Worm Wasserstein Generative Adversarial Network(WWGAN) is a Generative Adversarial Network (GAN) for time-series data augmentation. WWGAN builds upon two WGAN-GP by constructing the WGAN-GP into a recurrent structure like RNN to improve its data augmentation ability on time-series data.

WWGAN can generate synthetic time-series data that carry realistic intrinsic patterns with the original data and expands a small sample without prior knowledge or hypotheses. Which means it can augment one-dimensional time-series data.

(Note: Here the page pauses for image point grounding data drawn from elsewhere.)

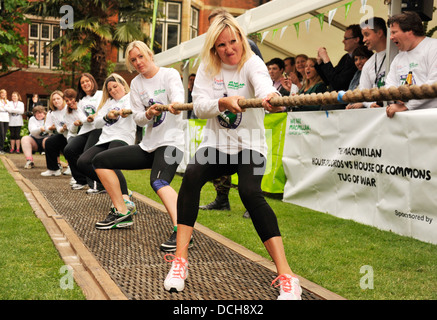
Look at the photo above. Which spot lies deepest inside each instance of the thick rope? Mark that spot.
(402, 93)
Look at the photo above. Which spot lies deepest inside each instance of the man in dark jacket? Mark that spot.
(339, 77)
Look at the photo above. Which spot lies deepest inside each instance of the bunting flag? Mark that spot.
(347, 8)
(264, 36)
(296, 26)
(307, 24)
(282, 31)
(321, 18)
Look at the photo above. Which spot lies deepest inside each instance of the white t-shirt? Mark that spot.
(422, 62)
(88, 106)
(4, 114)
(230, 133)
(16, 110)
(119, 129)
(34, 127)
(164, 88)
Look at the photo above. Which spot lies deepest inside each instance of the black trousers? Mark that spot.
(74, 149)
(55, 145)
(164, 162)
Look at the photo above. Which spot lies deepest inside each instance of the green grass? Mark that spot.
(30, 264)
(324, 249)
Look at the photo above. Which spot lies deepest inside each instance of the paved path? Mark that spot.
(127, 263)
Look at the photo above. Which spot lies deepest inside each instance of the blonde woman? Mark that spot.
(37, 137)
(234, 142)
(118, 130)
(313, 84)
(161, 148)
(4, 119)
(54, 124)
(16, 110)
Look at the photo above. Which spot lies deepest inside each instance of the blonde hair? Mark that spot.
(209, 54)
(317, 79)
(142, 47)
(112, 77)
(51, 105)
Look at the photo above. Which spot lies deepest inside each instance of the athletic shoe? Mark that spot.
(175, 280)
(170, 244)
(67, 171)
(50, 173)
(95, 191)
(115, 220)
(78, 186)
(29, 164)
(289, 287)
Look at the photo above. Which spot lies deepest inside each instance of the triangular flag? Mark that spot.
(321, 18)
(307, 24)
(282, 31)
(347, 7)
(331, 15)
(296, 26)
(186, 63)
(264, 36)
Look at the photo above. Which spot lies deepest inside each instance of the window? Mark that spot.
(194, 23)
(168, 26)
(40, 37)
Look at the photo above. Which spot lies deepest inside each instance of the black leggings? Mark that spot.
(85, 162)
(163, 161)
(208, 164)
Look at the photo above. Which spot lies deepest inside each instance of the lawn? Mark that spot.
(351, 259)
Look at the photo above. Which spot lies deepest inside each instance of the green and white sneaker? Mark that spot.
(115, 220)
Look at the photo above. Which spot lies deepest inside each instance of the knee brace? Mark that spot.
(158, 184)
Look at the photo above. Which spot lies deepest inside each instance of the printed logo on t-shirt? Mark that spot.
(157, 120)
(229, 120)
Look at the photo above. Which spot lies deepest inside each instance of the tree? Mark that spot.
(98, 26)
(10, 39)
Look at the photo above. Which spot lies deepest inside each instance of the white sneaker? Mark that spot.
(67, 171)
(289, 287)
(50, 173)
(175, 280)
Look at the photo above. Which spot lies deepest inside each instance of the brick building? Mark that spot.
(184, 20)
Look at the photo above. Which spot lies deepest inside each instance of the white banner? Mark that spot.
(361, 165)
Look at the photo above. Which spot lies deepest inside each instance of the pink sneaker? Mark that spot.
(289, 287)
(175, 280)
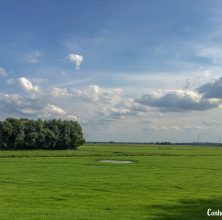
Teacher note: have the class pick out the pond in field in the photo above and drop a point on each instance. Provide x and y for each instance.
(116, 161)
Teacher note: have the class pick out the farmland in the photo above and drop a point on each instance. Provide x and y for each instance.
(164, 182)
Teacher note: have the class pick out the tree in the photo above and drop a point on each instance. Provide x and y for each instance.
(39, 134)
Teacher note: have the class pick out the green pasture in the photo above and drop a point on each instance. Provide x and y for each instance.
(165, 182)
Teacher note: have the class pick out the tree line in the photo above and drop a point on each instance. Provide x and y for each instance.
(55, 134)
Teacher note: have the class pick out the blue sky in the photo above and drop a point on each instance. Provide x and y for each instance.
(140, 70)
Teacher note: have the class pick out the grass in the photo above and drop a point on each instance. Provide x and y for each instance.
(166, 182)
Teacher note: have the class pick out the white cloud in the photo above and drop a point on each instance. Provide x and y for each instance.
(33, 57)
(212, 89)
(177, 100)
(3, 72)
(76, 59)
(53, 109)
(24, 84)
(94, 93)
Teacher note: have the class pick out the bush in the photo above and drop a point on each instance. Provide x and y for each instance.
(55, 134)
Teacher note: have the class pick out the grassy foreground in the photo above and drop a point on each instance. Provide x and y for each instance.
(165, 182)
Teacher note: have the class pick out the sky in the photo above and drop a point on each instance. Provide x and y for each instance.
(126, 70)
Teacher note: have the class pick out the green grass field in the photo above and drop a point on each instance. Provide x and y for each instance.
(165, 182)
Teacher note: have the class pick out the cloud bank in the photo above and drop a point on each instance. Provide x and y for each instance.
(76, 59)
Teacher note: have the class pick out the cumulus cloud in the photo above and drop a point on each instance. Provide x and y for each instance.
(212, 89)
(92, 93)
(33, 57)
(53, 109)
(76, 59)
(3, 72)
(24, 84)
(177, 100)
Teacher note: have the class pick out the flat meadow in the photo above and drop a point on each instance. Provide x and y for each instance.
(164, 182)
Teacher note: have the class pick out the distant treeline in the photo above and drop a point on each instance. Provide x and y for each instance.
(40, 134)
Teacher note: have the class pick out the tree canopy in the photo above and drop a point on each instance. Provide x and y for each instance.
(55, 134)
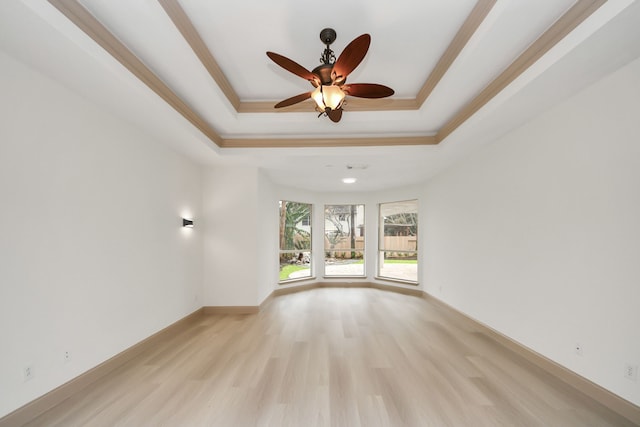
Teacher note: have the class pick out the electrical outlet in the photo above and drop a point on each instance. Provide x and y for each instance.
(27, 373)
(578, 349)
(631, 372)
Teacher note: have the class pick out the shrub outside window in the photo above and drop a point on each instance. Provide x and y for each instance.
(344, 240)
(295, 240)
(398, 241)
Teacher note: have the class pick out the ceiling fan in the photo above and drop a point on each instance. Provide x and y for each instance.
(329, 78)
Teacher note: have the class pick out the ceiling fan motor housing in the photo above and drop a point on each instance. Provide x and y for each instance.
(324, 73)
(328, 36)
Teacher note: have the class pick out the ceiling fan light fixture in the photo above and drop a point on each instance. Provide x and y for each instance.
(328, 97)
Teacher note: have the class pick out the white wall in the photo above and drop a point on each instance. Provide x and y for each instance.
(538, 234)
(230, 214)
(267, 266)
(93, 258)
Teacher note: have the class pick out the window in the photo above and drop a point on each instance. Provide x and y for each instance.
(295, 240)
(398, 241)
(344, 240)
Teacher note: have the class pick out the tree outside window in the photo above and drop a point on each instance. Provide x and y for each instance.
(295, 240)
(344, 240)
(398, 241)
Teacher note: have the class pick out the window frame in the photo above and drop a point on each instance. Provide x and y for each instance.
(354, 250)
(382, 249)
(303, 221)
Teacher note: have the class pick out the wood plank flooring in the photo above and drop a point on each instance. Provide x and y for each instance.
(331, 357)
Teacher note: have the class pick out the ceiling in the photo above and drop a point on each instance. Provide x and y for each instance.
(194, 74)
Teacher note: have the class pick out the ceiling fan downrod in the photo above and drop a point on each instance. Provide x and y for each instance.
(328, 36)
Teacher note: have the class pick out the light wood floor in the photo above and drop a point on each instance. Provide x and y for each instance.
(331, 357)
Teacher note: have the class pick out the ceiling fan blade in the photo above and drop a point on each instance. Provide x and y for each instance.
(293, 100)
(350, 58)
(335, 115)
(293, 67)
(367, 90)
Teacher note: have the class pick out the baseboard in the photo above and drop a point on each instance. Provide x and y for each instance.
(47, 401)
(231, 309)
(610, 400)
(306, 287)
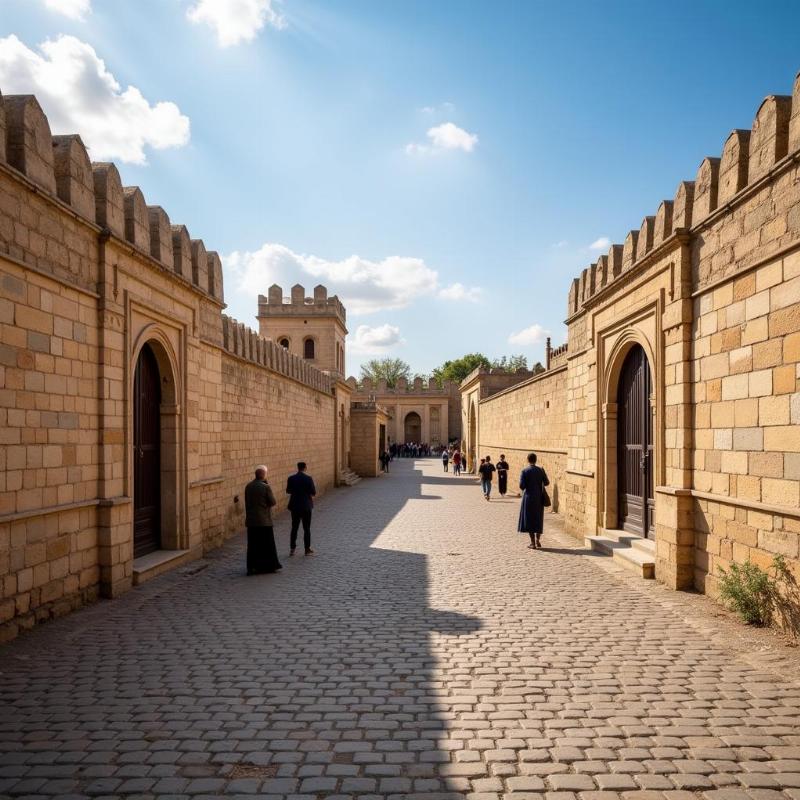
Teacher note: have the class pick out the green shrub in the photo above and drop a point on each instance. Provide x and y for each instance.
(751, 591)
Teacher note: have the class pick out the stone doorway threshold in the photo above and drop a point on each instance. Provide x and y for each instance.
(629, 550)
(154, 564)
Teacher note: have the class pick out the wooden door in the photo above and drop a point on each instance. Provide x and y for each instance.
(146, 455)
(413, 428)
(635, 446)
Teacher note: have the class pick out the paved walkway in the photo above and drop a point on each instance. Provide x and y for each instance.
(424, 652)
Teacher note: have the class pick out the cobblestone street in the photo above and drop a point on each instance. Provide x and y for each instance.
(423, 652)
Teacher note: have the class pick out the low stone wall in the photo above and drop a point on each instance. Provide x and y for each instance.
(529, 417)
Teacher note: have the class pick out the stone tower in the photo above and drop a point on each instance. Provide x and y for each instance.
(313, 328)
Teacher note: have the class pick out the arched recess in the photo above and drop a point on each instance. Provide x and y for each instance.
(412, 428)
(156, 481)
(616, 441)
(473, 431)
(434, 425)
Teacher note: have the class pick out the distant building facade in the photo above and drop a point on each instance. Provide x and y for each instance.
(421, 412)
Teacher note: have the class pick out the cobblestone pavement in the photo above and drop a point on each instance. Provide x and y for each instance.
(423, 652)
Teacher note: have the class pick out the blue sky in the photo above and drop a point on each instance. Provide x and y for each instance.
(444, 166)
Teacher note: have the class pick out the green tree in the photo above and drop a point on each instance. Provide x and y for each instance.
(510, 363)
(458, 369)
(388, 369)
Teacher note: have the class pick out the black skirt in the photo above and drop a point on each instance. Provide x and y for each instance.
(502, 481)
(262, 555)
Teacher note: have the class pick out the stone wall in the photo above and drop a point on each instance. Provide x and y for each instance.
(365, 436)
(89, 275)
(529, 417)
(709, 288)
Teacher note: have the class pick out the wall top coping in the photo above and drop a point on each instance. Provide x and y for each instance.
(750, 159)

The following is the architecture of WWGAN model.

WWGAN architecture

Requirements

  • Python 3.8.10
  • Pytorch 1.9.0
  • Numpy 1.21.2
  • Matplotlib 3.5.1
  • Pandas 1.2.4
  • Scipy 1.6.2
  • Seaborn 0.11.1

A virtual environment is recommended for running this project. The required dependencies are listed in requirements.txt.

Quick start

  1. Run the WWGAN_toy.py to learn the toy dataset.
  2. Run the WWGAN_verification.py to drow some figs to verify the augmentation results.

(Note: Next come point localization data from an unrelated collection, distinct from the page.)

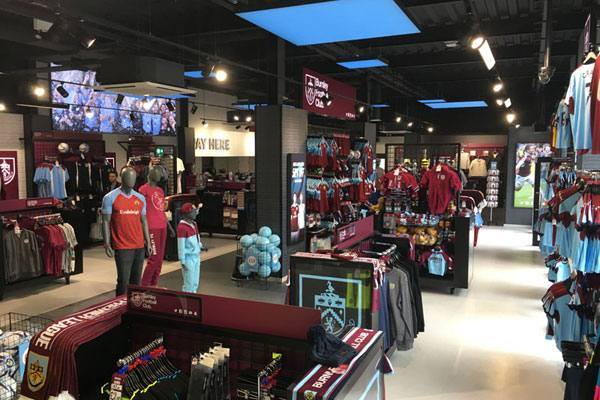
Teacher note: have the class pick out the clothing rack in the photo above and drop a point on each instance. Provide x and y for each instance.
(131, 358)
(37, 209)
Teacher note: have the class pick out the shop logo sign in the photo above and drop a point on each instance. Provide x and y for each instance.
(309, 89)
(333, 310)
(36, 371)
(8, 167)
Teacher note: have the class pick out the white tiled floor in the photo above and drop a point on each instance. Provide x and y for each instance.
(487, 342)
(484, 343)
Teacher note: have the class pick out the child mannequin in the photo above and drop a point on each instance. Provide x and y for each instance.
(189, 247)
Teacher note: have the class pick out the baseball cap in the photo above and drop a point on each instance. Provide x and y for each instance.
(187, 207)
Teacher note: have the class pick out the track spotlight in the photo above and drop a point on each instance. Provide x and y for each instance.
(147, 104)
(477, 41)
(207, 69)
(511, 117)
(39, 91)
(221, 75)
(62, 91)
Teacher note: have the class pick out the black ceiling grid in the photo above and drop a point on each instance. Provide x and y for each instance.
(432, 63)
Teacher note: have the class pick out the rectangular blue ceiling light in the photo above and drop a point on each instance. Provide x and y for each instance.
(457, 104)
(373, 63)
(432, 101)
(334, 21)
(197, 74)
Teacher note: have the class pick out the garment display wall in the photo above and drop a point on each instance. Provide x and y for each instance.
(36, 243)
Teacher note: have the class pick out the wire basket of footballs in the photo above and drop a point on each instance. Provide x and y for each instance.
(16, 331)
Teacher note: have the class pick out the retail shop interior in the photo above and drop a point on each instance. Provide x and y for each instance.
(209, 200)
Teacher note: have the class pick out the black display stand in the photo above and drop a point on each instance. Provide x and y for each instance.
(463, 258)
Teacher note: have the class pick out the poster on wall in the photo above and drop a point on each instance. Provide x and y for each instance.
(318, 88)
(297, 197)
(10, 175)
(526, 156)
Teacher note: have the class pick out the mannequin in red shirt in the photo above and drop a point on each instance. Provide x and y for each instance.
(125, 231)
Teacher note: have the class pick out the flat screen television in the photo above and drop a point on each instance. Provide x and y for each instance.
(91, 111)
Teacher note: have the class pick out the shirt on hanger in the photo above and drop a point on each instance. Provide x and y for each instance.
(155, 206)
(578, 99)
(564, 137)
(125, 224)
(478, 168)
(465, 160)
(180, 170)
(442, 186)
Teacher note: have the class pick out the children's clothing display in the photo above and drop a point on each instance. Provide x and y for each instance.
(189, 246)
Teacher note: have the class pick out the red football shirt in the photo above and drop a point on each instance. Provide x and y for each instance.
(155, 206)
(595, 109)
(442, 185)
(125, 224)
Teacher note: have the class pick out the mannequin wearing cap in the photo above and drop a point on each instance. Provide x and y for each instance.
(125, 230)
(157, 225)
(189, 247)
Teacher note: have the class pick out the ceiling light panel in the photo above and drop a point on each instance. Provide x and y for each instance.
(457, 104)
(370, 63)
(346, 20)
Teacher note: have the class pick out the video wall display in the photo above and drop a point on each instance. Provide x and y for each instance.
(297, 182)
(91, 111)
(527, 154)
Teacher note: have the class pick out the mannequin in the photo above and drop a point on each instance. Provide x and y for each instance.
(189, 247)
(157, 225)
(125, 230)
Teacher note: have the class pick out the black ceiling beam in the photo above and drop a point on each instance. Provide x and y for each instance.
(516, 26)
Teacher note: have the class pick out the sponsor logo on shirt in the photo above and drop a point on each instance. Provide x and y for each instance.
(134, 212)
(37, 370)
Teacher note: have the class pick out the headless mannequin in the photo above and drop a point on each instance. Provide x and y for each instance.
(154, 177)
(128, 177)
(158, 226)
(122, 231)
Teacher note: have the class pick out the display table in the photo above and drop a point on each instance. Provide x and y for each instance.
(78, 354)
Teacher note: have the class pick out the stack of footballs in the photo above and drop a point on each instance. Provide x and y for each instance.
(261, 253)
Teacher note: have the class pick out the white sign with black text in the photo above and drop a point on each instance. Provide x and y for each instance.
(220, 143)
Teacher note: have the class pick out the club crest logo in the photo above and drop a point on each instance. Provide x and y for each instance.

The real sample and fake(generated) data: Real & fake verification

The fitting verification: Real & fake verification

Customization

  • The WWGAN model can be customized by modifying the model.py.
  • The input time-series data can be changed into other datasets. The Hyperparameters should be modified accordingly.

Publication

If you found this code useful, please cite our paper:

  • Title: Small Sample Reliability Assessment With Online Time-Series Data Based on a Worm Wasserstein Generative Adversarial Network Learning Method.

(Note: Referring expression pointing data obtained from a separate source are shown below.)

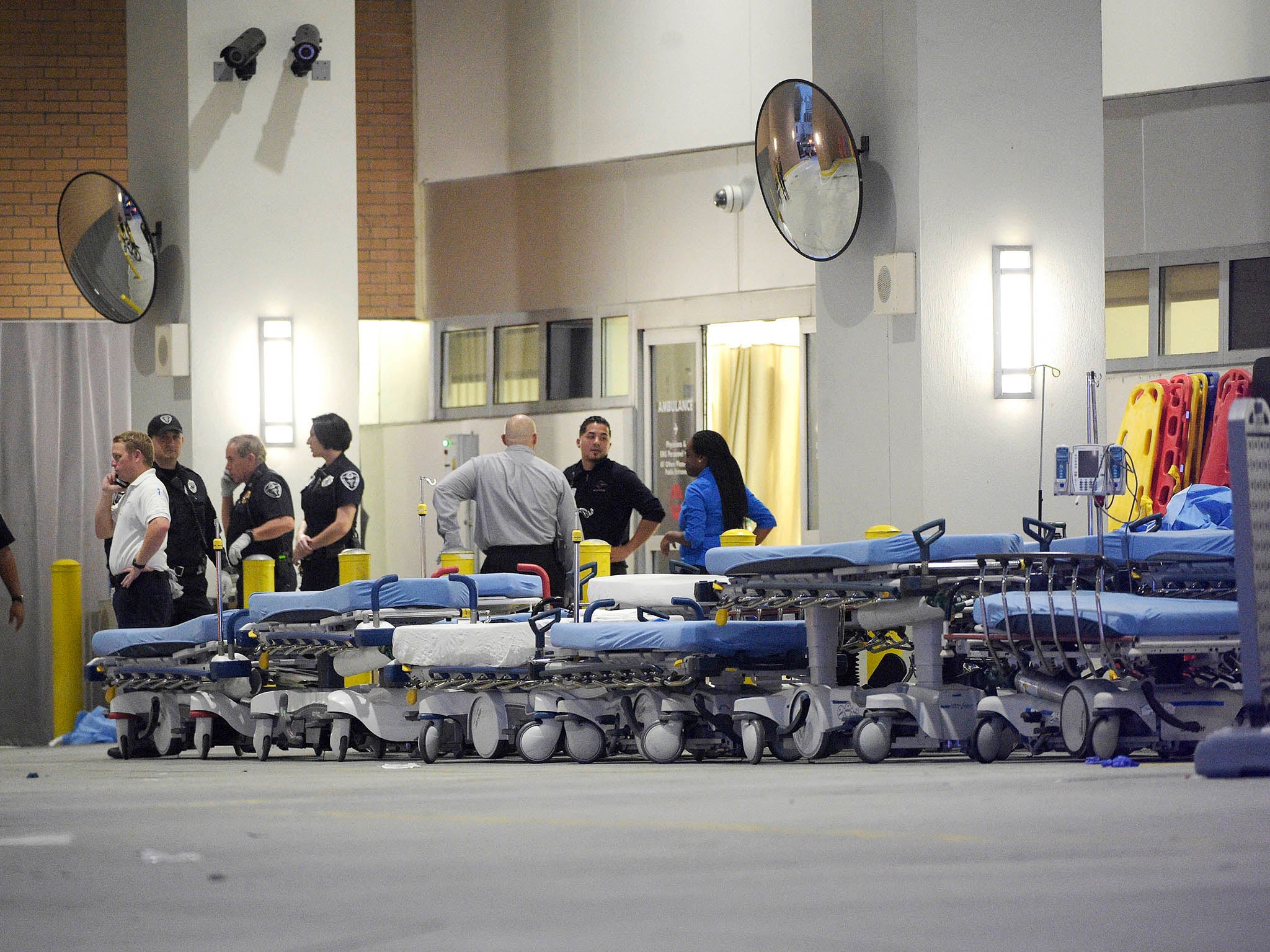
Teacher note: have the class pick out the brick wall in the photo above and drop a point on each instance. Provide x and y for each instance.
(385, 159)
(63, 111)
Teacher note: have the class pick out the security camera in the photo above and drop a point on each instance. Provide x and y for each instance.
(305, 47)
(241, 55)
(729, 198)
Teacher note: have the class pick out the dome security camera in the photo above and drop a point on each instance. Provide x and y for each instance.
(729, 198)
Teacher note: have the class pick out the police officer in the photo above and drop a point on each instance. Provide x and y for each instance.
(193, 518)
(611, 491)
(329, 503)
(262, 519)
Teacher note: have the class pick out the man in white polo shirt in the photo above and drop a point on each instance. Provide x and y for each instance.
(134, 513)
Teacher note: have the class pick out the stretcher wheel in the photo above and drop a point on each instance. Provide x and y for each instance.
(664, 743)
(871, 741)
(536, 742)
(1105, 736)
(430, 742)
(484, 729)
(584, 742)
(262, 739)
(1073, 723)
(753, 739)
(986, 741)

  • Citation: Bo Sun, Zeyu Wu, Qiang Feng et al., "Small Sample Reliability Assessment With Online Time-Series Data Based on a Worm Wasserstein Generative Adversarial Network Learning Method," in IEEE Transactions on Industrial Informatics, vol. 19, no. 2, pp. 1207-1216, Feb. 2023, doi: 10.1109/TII.2022.3168667.

@ARTICLE{9760052,
  author={Sun, Bo and Wu, Zeyu and Feng, Qiang and Wang, Zili and Ren, Yi and Yang, Dezhen and Xia, Quan},
  journal={IEEE Transactions on Industrial Informatics}, 
  title={Small Sample Reliability Assessment With Online Time-Series Data Based on a Worm Wasserstein Generative Adversarial Network Learning Method}, 
  year={2023},
  volume={19},
  number={2},
  pages={1207-1216},
  doi={10.1109/TII.2022.3168667}}

Acknowledgements

This repository is based on the code published in WGAN-GP.